Die Sicherung der kommunalen Handlungsfähigkeit sieht die Weiterstädter Landtagsabgeordnete Heike Hofmann als wichtigste Aufgabe im neuen Jahr. "Wir wollen, dass auch morgen noch die Feuerwehr ausrücken kann, wenn die Bürgerinnen und Bürger sie braucht", sagte die SPD-Politikerin mit Blick auf das von der schwarz-gelben Koalition beschlossene kommunale Sonderopfer von über 340 Millionen Euro.
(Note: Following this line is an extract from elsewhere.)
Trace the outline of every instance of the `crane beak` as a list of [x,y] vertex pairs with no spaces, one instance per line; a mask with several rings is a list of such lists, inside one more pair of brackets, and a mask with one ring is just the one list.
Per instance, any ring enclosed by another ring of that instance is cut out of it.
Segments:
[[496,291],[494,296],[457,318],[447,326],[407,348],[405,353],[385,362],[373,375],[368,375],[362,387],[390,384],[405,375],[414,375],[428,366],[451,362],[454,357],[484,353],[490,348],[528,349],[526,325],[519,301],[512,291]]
Als die weiteren zentralen Themen für 2011 nannte Hofmann eine Bildungspolitik, die Chancengleichheit für alle Kinder "unabhängig vom Geldbeutel der Eltern" verwirkliche und eine Energiepolitik, die endlich den Erneuerbaren Energien zum Durchbruch verhelfe.
Die Politik der Regierung Bouffier im abgelaufenen Jahre wertete die Abgeordnete kritisch: "Hessen hat eine neue Regierung, aber keine neue Politik – das ist letztlich alles alter Kaffee in neuen Tassen." Volker Bouffier habe dort angefangen, wo Roland Koch aufgehört habe, nämlich bei der Bewältigung eigener Skandale. Ansonsten betreibe die Landesregierung Klientelpolitik.
Die SPD-Fraktion werde deshalb die Regierung weiterhin mit parlamentarischen Initiativen zu einer Veränderung ihrer am Gestern orientierten Politik auffordern. Als Beispiel nannte Hofmann das von der SPD-Fraktion vorgelegte umfassende Schulgesetz, mit dem Chancengleichheit verwirklicht werden könne. "Wir haben den Beweis angetreten, dass man kein Kind zurücklassen muss", betonte die Abgeordnete. Mit dem Entwurf für das Mittelstands- und Vergabegesetz habe die SPD gezeigt, dass das Land für fairen Wettbewerb sorgen könne, um Unternehmen und Beschäftigte vor Dumping-Konkurrenz zu schützen. Schließlich hätten die energiepolitischen Initiativen der SPD-Fraktion den Weg zur Verwirklichung der Energiewende beschrieben, so Hofmann abschließend.